Наконец, выявление взаимосвязи концепции Шпенглера и модернистской литературы дает возможность нового прочтения культовых произведений 1920-1930-х гг., а именно с той точки зрения, как, создавая художественно-эстетический образ фаустовской культуры, литература приближала метафизику Шпенглера к эмпирической реальности; как литература в своих сюжетах и темах, интуитивно или сознательно, осмысливала проблемы фаустовской культуры и ее «закатные» тенденции и, отталкиваясь от фаустовской культуры, воспринятой ею как культура «закатная», предвосхищала и моделировала новые пути развития культурного сознания и искусства, утверждала новые этико-эстетические приоритеты, вскрывала изнанку деяний человеческого научного и цивилизаторского гения.

В замысле нашей работы представляется важным рассмотреть вопрос о том, как «чувствовала» себя литература в культурно-эстетическом контексте фаустовской культуры? Можно ли говорить о том, что ее (литературы) развитие шло параллельно развитию фаустовской культуры? Или это был единый путь развития, и литература, подчиняясь влиянию, шла по ее следам? Или, наоборот, процессы, происходившие в литературе, способствовали ее существованию и развитию «вопреки» фаустианским процессам? Наконец, можно ли рассматривать взаимоотношения литературы модернизма и фаустовской культуры как один из интереснейших диалогов XX века, давший плодотворные результаты?
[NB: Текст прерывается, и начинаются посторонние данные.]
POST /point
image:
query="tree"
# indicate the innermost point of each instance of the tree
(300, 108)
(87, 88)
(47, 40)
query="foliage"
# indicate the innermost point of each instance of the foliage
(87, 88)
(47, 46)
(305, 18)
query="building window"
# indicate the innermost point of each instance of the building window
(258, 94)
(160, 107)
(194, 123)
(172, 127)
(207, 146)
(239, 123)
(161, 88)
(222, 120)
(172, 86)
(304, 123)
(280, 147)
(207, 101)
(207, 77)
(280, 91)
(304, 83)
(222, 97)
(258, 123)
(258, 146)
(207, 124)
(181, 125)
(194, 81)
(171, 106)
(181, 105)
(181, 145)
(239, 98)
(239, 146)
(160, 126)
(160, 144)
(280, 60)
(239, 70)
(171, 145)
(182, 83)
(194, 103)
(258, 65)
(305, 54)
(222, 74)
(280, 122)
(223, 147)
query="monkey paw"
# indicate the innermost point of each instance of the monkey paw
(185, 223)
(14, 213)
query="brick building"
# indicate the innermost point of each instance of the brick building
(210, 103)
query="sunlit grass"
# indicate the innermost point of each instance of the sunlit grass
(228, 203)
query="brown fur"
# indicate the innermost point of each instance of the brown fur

Ответы на эти вопросы предполагают необходимость раскрыть смысл изложенной в «Закате Европы» концепции фаустовской культуры, выявить сущность фаустианства как культурного феномена, осмыслить обозначенные Шпенглером пра-символы фаустовской культуры как формы ее проявления (концепты). Исследованию этих проблем посвящена 1 глава монографии, в которой внимание акцентируется на содержании образа и характера фаустовской культуры в трактовке Шпенглером, выявлении сущности фаустовского духа и связанного с ним комплекса представлений о закатности. Смысл явления закатности раскрывается автором в двух аспектах – как мировоззренческой установки первой трети XX в., сформированной ожиданием гибели культуры, и закатности в свойственном Шпенглеру ее философско-эстетическом понимании, берущем свое начало в «Философии жизни». В этой связи представляется важным уяснить, как созданный Шпенглером философско-эстетический образ фаустовской культуры получает свое осмысление и развитие в литературе. Автор высказывает предположение, что посредством опыта художественной рефлексии литература создает художественно-эстетический образ фаустовской культуры, трансформируя ее ключевые концепты в универсалии художественного сознания.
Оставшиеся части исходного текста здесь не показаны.